AS Christmas appears over the horizon we at The Northern Echo are launching our Ho, Ho Homes competition, celebrating the best festive lights the region has to offer. Matt Westcott speaks to one enthusiast as he prepares for the big switch on

FOR most people, the weeks in the lead up to Christmas mean dragging a somewhat bedraggled tree down from the loft and checking that the 100 or so bulbs are still working.

COMPETITION: Find out more about our Ho Ho Homes competition with details on how to enter. The winner will receive a £250 voucher to spend at Redworth Furniture

Spare a thought, then, for Eric Marshall.

A single Christmas tree languishing in the corner of a living room was never enough for this North Yorkshire pensioner.

Ask Mr Marshall, 76, of Bagby, near Thirsk, how many bulbs there are in his collection and he cannot tell you, but safe to say they run into thousands.

He started out nearly two decades ago with a single display, but he well and truly caught the bug, entering our competition in 2011, and now the lights hang from every conceivable nook and cranny.

“First of all I put a Santa and a reindeer in the front garden and all the kids came and everybody loved it,” he said. “So I thought ‘I’ll do a bit more next year’ and it has blossomed from there.
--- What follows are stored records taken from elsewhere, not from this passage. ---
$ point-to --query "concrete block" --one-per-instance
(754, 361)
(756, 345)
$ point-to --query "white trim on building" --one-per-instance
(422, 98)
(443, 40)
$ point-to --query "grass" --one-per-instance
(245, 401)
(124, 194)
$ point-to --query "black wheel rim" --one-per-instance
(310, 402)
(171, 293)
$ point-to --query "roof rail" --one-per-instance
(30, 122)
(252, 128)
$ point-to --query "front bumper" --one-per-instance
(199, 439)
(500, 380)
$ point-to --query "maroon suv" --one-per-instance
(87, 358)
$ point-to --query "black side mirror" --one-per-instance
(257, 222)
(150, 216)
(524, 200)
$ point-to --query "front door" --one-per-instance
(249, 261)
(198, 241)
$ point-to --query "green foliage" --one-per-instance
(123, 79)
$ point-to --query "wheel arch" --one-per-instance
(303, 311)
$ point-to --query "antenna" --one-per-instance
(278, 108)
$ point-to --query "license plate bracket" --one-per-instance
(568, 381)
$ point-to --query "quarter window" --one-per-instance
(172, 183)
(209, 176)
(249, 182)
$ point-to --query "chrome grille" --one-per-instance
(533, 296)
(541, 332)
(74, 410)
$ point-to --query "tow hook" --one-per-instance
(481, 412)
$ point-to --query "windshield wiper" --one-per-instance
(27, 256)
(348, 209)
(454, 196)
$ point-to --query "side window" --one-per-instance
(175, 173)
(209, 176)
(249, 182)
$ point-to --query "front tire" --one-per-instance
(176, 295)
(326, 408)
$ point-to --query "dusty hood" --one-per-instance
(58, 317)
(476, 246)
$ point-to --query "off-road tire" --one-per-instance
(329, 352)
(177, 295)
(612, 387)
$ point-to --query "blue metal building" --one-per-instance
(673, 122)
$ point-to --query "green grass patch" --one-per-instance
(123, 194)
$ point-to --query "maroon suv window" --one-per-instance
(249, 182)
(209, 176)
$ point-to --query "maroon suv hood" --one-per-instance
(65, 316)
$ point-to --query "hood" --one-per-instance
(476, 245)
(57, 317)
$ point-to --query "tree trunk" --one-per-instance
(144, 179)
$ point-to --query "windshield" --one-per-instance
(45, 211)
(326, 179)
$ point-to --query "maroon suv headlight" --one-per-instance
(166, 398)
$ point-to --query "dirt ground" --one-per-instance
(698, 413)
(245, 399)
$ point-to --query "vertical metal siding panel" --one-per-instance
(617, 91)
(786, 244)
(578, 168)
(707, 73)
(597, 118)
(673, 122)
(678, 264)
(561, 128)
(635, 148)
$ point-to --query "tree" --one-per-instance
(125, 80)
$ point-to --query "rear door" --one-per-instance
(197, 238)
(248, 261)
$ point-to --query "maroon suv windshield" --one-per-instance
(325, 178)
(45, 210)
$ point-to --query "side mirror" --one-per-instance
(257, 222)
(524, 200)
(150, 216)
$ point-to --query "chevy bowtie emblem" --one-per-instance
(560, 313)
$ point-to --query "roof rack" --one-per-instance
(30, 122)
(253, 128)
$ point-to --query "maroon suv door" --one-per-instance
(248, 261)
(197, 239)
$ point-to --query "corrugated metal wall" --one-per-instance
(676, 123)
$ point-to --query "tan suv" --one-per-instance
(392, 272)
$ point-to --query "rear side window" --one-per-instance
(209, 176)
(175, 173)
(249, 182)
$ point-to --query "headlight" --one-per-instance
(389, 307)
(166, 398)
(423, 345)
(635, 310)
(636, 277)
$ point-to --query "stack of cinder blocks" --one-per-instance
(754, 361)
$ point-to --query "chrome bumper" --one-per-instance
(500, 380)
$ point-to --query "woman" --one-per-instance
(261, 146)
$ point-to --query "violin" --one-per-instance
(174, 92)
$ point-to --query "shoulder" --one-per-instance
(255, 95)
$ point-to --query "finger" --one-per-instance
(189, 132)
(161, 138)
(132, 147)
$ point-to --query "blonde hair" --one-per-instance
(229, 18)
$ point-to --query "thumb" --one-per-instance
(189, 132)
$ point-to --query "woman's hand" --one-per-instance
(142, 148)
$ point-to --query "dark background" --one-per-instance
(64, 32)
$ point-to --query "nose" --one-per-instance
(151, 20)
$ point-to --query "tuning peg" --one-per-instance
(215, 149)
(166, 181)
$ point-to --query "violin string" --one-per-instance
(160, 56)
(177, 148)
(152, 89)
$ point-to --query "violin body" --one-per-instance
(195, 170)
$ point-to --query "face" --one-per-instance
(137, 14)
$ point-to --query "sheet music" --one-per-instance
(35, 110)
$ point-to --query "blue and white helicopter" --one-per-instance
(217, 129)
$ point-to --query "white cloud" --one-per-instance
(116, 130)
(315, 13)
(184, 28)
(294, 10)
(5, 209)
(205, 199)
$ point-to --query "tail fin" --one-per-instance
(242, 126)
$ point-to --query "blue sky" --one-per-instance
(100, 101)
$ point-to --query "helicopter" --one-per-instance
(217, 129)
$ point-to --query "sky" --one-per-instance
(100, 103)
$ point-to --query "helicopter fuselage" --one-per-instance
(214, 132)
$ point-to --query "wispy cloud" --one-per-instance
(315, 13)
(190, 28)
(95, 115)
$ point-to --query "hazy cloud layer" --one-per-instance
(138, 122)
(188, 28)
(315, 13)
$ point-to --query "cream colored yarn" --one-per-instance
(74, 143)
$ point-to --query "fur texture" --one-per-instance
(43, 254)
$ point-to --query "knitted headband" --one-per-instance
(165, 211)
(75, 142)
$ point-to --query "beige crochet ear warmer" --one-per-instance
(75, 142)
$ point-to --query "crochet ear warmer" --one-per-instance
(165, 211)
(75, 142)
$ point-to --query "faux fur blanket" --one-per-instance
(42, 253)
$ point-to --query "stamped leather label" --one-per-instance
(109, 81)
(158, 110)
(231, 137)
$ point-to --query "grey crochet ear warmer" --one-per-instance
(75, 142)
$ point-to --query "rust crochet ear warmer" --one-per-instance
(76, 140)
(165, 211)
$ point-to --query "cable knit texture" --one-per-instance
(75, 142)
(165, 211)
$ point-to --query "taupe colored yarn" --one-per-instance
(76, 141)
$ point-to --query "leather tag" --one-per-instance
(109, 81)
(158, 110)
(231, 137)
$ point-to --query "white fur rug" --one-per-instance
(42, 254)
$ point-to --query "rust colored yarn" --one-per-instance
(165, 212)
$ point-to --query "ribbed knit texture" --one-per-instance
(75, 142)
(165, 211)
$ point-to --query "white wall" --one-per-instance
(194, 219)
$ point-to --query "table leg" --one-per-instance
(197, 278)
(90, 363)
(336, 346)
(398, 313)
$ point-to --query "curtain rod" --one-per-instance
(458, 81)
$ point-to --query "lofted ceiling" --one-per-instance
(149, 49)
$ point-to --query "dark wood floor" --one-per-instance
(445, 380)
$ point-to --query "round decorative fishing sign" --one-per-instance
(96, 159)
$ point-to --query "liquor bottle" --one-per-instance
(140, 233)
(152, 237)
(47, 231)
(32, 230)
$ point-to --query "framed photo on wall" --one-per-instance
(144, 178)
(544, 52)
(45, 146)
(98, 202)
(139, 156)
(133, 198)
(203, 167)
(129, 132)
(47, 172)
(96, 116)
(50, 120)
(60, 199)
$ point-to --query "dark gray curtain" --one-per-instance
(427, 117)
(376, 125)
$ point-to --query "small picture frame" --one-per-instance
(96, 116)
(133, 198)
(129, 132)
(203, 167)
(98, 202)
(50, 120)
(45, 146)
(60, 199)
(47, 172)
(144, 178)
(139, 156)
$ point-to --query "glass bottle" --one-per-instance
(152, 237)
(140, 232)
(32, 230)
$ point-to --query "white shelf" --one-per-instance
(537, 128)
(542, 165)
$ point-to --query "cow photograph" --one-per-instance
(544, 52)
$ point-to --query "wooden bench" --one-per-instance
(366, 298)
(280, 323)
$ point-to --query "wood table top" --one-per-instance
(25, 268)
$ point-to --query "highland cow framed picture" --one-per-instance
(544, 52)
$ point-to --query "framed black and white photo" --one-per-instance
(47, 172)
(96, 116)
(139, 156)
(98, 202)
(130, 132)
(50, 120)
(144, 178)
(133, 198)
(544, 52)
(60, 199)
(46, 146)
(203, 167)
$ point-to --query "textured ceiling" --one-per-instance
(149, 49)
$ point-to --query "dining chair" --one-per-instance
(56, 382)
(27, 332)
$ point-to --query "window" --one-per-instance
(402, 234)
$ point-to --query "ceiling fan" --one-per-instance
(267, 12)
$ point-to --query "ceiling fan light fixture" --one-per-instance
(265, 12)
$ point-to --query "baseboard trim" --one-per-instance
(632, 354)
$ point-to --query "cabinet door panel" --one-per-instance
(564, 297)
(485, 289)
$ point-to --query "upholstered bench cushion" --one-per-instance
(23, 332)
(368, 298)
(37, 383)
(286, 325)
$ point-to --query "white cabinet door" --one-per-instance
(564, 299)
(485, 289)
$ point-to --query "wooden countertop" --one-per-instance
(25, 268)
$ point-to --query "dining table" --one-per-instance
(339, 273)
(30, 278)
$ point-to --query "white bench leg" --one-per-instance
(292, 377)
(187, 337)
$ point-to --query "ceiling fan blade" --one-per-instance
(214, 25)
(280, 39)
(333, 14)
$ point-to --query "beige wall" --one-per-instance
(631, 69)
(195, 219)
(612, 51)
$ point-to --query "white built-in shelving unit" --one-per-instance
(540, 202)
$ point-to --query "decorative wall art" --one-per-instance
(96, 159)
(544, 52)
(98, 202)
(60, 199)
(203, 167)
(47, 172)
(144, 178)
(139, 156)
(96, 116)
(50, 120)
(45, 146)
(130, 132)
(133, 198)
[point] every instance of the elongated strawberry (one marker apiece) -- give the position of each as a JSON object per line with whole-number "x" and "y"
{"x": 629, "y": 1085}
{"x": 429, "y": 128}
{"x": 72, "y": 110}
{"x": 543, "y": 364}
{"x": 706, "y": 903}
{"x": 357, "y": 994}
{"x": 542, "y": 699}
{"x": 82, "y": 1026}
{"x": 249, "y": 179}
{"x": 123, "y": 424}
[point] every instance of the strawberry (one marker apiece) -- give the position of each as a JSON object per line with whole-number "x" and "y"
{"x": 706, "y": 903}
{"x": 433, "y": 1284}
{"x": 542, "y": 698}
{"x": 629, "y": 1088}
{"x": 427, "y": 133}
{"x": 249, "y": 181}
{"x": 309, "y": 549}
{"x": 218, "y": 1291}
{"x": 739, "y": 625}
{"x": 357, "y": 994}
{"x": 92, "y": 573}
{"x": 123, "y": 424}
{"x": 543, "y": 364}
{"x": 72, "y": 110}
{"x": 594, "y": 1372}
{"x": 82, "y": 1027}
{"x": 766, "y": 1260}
“I raise a lot of money for the local church. Bus loads come to see them. They come from all over Yorkshire.”

Mr Marshall doesn’t have any experience in the electrical industry, but a City and Guilds qualification from his school days has stood him in good stead.

“It’s a pain sometimes when the bulbs don’t work. But because I have been doing it for so long I mend my own,” he said. “I have Santas on swings, run with little motors, and I will maybe go and get a motor out of a microwave oven and put that in.

“I like making and doing things.”

Mr Marshall likes to reinvent his display each year and this year he will be debuting a new laser attraction.

A railway buff, his favourite designs involve trains and there are half-a-dozen included.

All obviously add to his electricity bill over the winter, but luckily Mrs Marshall likes them as much as he does.

“I am on direct debit so I tend not to have a look,” he said when asked about the cost. “My wife loves it though. We get a lot of people come in the house and have a cup of tea."

So what of those who think such displays are lacking in taste?

“People can have their own ideas, but I know a lot of people do like them, the amount of people I get here,” he said. “During the night they are queuing up the village.”

Mr Marshall’s home has become something of a landmark and not just locally.

So renowned are his Christmas displays that a film crew from Hollywood flew in to get them on tape for a documentary called Wizards of Light.

“The phone rang one night,” Mr Marshall said. “But I have a mate called Trevor who is always pulling my leg about things, so when they said ‘it’s Hollywood here, Tinseltown’, I said ‘you will have to try harder than that to catch me out’ and I put the phone down.

“But then it rang a few minutes later and he said ‘please don’t put the phone down we are quite genuine’.

“He said he would love to come and film the lights after seeing them on the internet. It was lovely having them, they were a right lot of fun.”